As much as I would like to tell you this isn’t something that bothers me, it most definitely does. My feet grew. They hang off all my sandals and my closed up shoes feel like I borrowed them and they’re so tight, even my lungs rebel.  (Young gal wear yuh size!). I was originally a 7, it would appear I am now size 8 and only own 2 pairs of shoes. Someone could have told me growing feet were a thing. I expected swollen, (which, ironically, I haven’t  gotten) , but growth? Well then!

Apparently, I get to blame that on the hormone relaxin for loosening ligaments. I’ll hang on to my shoes a while longer though, see if it’s temporary.

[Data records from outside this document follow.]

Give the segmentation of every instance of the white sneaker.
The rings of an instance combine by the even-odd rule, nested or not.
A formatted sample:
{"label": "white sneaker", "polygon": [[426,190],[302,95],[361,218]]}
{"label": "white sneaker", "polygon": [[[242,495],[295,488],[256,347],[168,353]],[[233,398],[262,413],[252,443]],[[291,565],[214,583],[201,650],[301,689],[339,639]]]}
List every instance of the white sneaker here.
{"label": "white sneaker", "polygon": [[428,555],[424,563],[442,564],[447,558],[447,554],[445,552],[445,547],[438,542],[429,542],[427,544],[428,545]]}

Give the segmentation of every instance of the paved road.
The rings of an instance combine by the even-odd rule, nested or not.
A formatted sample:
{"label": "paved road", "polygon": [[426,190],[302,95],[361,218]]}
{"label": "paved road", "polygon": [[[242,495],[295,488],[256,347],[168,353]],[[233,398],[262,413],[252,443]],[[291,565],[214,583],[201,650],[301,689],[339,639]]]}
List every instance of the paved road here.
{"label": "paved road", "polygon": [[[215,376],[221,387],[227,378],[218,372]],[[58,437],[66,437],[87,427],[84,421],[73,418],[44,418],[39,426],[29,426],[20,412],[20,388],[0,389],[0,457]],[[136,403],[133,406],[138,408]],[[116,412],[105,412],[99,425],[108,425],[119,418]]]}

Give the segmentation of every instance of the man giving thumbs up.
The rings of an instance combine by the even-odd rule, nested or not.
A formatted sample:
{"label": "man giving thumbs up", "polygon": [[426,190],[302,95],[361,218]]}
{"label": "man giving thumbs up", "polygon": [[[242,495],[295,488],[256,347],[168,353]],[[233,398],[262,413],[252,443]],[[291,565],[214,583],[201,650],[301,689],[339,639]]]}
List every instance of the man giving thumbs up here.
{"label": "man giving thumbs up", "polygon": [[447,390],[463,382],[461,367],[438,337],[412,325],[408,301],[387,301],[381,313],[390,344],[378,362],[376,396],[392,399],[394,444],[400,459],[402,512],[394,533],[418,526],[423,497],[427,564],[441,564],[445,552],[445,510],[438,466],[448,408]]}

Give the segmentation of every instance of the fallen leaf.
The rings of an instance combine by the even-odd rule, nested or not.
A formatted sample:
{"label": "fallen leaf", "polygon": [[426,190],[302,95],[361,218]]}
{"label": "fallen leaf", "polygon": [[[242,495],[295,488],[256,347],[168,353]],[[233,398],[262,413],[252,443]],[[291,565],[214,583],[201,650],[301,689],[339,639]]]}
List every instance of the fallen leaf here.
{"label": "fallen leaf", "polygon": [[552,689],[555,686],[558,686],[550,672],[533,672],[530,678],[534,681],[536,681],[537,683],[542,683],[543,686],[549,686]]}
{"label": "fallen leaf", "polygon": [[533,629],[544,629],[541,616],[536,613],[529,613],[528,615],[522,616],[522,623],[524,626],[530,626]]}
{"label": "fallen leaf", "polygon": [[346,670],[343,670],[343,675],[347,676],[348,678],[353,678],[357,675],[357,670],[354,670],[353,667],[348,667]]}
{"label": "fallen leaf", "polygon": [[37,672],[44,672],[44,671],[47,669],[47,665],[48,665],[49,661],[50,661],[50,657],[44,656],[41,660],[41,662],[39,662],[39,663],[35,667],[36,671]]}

A girl can dream, right?

2. Learned 80% of spending wasn’t actually on the baby.

As first time parents, one of the things I quickly realized was that 80% of the preparations we needed to make was not actual baby items or on the baby. (Weird I know). It was lot more costly to get our space ready to include another person permanently than it was buying    the baby stuff. A significant amount of preparations were so that our space would comfortable for us with a baby in it. We needed to ‘make space‘ in our lives if you will. And that ladies and gentlemen, is what’s expensive. Making your space baby friendly when you didn’t have kids prior. How come there aren’t pamphlets with these things?

3. I Lost My Mouth Filter

How do I say this diplomatically,  I don’t give a flying fart. Now, I’ve always been very opinionated and vocal, particularly in the company of peers. (You guys kbow I’m shy and quiet around strangers. Ha!) But I find I have an almost uncontrollable urge to say exactly how I feel when I feel it. That’s not particularly cool when you have to adult and mind the feelings of others, at least feign diplomacy and be cordial and such. I could really take very little crap from folks before, but since being pregnant, It’s been decidedly harder. I’ve certainly verbally lashed a few more folks than I’m used to. Yikes!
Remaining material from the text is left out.